Frau Birken, Sie hatten die komplexe Beratung in der bKV skizziert. Ich höre aber immer wieder in Gesprächen, die bKV ist leicht umzusetzen. Wie langwierig ist der Entscheidungsfindungs- und Beratungsprozess?
Birken: Meine Erfahrung ist, dass die Entscheidungsfindung grundsätzlich kein Schnellschuss ist. Ich gehe nicht heute in die Beratung und morgen sagt der Kunde wie bei einer privaten Haftpflichtversicherung: „Komm, das machen wir!“ Das wäre aber auch aus meiner Sicht der falsche Weg. Was ich tagtäglich erlebe, ist, dass solche Entscheidungen für eine betriebliche Gesundheitsvorsorge ganz sorgfältig abgewogen werden, und dass ganz verantwortungsbewusst und nachhaltig, also eher langfristig betrachtet, ein Konzept entwickelt und umgesetzt werden soll, das den Mitarbeitern wie auch dem Unternehmen einen Mehrwert schafft.
Wie wichtig ist in dem Zusammenhang die interne Kommunikation für die betriebliche Durchdringung?

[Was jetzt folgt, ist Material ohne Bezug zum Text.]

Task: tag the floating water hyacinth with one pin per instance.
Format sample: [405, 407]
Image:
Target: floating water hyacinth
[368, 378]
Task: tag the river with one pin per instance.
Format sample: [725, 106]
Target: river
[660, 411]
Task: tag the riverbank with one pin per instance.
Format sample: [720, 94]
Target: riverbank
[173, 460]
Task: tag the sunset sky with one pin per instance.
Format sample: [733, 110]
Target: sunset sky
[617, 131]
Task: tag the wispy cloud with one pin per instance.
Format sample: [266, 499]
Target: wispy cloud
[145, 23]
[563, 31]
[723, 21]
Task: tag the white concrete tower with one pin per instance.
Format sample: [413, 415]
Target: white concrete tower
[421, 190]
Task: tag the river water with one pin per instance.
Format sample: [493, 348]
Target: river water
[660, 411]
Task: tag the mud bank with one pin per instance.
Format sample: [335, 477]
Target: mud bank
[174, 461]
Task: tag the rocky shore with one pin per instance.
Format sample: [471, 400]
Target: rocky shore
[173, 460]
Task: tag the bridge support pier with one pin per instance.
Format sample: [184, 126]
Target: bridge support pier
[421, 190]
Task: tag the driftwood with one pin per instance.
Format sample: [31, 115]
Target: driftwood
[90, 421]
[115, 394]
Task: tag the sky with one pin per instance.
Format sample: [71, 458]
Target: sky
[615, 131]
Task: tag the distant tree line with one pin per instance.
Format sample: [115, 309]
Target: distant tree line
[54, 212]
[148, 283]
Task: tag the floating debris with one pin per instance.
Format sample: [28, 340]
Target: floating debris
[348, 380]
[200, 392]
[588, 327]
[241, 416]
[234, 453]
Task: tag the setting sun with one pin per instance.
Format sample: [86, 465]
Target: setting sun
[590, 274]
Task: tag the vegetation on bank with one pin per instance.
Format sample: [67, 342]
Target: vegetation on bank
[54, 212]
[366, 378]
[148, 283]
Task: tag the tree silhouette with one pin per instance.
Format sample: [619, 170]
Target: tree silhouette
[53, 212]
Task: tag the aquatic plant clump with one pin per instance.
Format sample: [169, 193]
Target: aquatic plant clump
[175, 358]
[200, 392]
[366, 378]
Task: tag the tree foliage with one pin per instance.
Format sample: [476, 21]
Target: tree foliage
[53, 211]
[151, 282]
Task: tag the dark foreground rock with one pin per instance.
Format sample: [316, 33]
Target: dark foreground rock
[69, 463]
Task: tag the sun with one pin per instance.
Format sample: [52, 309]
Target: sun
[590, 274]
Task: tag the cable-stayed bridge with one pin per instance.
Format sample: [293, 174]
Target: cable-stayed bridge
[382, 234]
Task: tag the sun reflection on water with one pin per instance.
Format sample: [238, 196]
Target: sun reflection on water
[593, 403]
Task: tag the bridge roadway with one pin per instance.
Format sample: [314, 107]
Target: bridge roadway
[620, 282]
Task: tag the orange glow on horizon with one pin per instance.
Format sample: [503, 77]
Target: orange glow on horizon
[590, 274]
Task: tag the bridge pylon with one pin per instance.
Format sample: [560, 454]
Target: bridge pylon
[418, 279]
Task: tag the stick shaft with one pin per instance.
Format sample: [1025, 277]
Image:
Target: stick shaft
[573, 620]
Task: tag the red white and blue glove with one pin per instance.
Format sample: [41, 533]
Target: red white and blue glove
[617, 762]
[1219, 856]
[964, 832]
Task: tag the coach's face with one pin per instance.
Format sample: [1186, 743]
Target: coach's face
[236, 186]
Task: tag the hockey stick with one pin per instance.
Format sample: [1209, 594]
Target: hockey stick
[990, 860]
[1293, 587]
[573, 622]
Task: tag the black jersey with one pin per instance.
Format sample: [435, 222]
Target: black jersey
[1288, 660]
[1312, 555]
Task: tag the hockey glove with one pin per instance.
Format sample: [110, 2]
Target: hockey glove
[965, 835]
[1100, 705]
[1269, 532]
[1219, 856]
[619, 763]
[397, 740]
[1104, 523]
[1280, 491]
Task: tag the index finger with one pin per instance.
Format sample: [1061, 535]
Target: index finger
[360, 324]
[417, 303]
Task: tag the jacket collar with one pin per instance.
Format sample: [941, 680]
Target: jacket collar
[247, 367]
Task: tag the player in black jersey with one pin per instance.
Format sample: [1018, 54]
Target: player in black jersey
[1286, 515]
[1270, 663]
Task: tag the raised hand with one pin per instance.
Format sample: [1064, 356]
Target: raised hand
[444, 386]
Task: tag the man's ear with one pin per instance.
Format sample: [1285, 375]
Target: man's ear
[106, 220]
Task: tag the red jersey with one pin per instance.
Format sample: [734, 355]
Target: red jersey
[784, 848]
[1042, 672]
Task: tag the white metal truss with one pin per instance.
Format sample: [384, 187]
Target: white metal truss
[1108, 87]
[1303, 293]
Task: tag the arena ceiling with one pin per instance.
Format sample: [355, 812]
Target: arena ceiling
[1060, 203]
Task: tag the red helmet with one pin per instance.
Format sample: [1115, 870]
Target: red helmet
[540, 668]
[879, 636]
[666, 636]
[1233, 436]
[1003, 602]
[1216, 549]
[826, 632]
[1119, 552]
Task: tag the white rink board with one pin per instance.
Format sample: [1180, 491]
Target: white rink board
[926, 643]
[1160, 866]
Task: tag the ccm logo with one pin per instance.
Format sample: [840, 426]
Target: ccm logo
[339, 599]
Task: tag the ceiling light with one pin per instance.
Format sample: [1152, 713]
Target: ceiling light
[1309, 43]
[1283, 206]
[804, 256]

Birken: Für uns als Hallesche ist die Mitarbeiterkommunikation eines unserer Herzstücke im Vertrieb und in der Unterstützung seit Tag eins. Nur wenn der Mitarbeiter versteht, was er von seinem Arbeitgeber bekommt, wie er an seine Leistungen kommt, wie er die Gesundheitsservices nutzen kann, transparent und ohne Hemmschwellen, nur dann wird er es nutzen. Und nur dann wird der Benefit erlebbar. Herr Baumüller sagte es: Kommunikation ist das Ein und Alles in der bKV. Allein dadurch, dass ich sie abschließe, habe ich als Unternehmen noch gar nichts gewonnen.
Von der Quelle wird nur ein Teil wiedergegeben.